You bring the tools.”

There is another difficulty, I said. My wife and I are going out.

Massot stopped dead and stared at me, his eyebrows drawing themselves up to their full height in astonishment.

“Out? Tonight? Now?”

My wife called from the house. We were already late. Massot shrugged at the curious hours we kept, but insisted that tonight was the night. He would have to do it all, he said plaintively, himself. Could I lend him a flashlight? I showed him how to switch on the spotlight behind the well, which he adjusted so that it lit the area by the rose bed, muttering in irritation at being left
tout seul
.

We stopped halfway down the drive and looked back at Massot’s elongated shadow moving through the trees, which were bathed in the glow of the spotlight. The ticking of the metal detector carried clearly in the evening air, and I had misgivings about the secrecy of the enterprise. We might as well have put up a sign at the end of the drive saying
MAN LOOKING FOR GOLD
.

We told our friends over dinner about the treasure hunt that was going on more or less under the cover of darkness. The husband, who had been born and raised in the Lubéron, was not optimistic. He told us that when metal detectors had first become available they were more popular with the peasants than hunting dogs. It was true that some gold had been found. But now, he said, the area had been combed so thoroughly that Massot would be lucky to find an old horseshoe.

Even so, he couldn’t deny the existence of our two
napoléons
. There they were, on the table in front of him. He picked them up and chinked them in his hand. Who knows? Maybe we’d be lucky. Or maybe Massot would be lucky and we’d never hear about it. Was he someone who could be trusted? My wife and I looked at each other and decided it was time to go.

It was just after midnight when we got home, and Massot’s van had gone. The spotlight had been switched off, but there was enough of a moon for us to see large mounds of earth scattered haphazardly across what we were trying to turn into a lawn. We decided to face the full extent of the damage in the morning.

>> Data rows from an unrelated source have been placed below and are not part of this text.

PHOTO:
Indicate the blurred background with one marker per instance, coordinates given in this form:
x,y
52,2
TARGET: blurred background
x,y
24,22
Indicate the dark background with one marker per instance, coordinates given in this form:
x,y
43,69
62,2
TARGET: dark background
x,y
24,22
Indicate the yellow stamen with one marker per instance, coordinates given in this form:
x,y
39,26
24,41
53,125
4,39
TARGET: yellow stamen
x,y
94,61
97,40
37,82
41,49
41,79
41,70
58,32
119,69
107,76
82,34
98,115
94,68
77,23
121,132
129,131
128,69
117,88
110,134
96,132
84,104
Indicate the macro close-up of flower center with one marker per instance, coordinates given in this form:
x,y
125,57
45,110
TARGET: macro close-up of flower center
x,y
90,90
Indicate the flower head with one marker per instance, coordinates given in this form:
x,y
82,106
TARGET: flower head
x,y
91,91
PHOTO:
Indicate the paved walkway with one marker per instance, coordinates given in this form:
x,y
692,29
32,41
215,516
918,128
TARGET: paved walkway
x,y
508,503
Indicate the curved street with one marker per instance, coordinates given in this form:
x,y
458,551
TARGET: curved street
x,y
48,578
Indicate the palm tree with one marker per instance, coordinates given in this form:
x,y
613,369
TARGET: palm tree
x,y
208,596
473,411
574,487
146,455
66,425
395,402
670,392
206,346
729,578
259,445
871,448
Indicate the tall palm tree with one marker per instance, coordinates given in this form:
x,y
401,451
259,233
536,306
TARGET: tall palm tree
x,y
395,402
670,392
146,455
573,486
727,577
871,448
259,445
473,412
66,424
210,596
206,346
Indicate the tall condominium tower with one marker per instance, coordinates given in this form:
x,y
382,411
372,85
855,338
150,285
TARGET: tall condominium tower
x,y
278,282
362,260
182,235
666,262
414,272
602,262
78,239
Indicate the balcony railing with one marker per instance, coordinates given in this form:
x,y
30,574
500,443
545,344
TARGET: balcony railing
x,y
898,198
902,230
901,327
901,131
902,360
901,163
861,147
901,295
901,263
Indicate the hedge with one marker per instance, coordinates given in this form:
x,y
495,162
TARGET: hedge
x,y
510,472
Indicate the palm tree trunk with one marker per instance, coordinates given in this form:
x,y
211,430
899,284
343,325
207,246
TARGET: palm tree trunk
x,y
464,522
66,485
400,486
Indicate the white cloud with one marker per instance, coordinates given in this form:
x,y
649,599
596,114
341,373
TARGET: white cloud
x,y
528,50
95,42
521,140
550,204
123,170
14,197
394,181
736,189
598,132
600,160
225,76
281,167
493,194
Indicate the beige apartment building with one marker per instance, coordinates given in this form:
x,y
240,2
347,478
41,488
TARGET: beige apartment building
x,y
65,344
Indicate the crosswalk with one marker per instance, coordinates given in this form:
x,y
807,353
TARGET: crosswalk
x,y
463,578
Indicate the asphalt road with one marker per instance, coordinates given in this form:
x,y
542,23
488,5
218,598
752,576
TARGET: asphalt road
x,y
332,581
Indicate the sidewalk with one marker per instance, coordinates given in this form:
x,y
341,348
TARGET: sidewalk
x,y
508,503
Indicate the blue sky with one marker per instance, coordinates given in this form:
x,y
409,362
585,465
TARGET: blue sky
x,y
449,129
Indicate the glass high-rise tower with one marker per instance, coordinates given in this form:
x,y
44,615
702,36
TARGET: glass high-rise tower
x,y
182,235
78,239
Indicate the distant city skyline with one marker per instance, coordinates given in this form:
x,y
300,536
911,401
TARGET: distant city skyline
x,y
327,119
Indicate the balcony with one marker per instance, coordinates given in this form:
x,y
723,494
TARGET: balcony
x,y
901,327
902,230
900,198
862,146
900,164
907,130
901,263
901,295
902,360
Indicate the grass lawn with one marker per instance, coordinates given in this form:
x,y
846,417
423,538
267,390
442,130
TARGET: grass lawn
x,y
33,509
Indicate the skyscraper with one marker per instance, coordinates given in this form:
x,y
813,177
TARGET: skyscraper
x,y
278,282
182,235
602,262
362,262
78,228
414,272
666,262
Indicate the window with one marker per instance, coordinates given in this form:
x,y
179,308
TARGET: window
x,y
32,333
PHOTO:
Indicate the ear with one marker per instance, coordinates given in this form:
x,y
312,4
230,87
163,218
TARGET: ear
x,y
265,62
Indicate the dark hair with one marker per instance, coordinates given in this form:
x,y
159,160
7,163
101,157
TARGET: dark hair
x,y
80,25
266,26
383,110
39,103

It was as if a giant mole, maddened by claustrophobia, had been coming up for air and spitting out mouthfuls of metal. There were nails, fragments of a cartwheel rim, an ancient screwdriver, half a sickle, a dungeon-sized key, a brass rifle shell, bolts, bottle tops, the crumbling remains of a hoe, knife blades, the bottom of a sieve, birds’ nests of baling wire, unidentifiable blobs of pure rust. But no gold.

Most of the newly planted rosebushes had survived, and the lavender bed was intact. Massot must have run out of enthusiasm.

I left him to sleep until the afternoon before going over to hear his account of the night’s work. Long before I reached his house, I could hear the metal detector, and I had to shout twice to get him to look up from the bramble-covered hillock that he was sweeping. He bared his dreadful teeth in welcome. I was surprised to see him so cheerful. Maybe he had found something after all.

“Salut!”
He shouldered the metal detector like a gun and waded toward me through the undergrowth, still smiling. I said he looked like a man who had been lucky.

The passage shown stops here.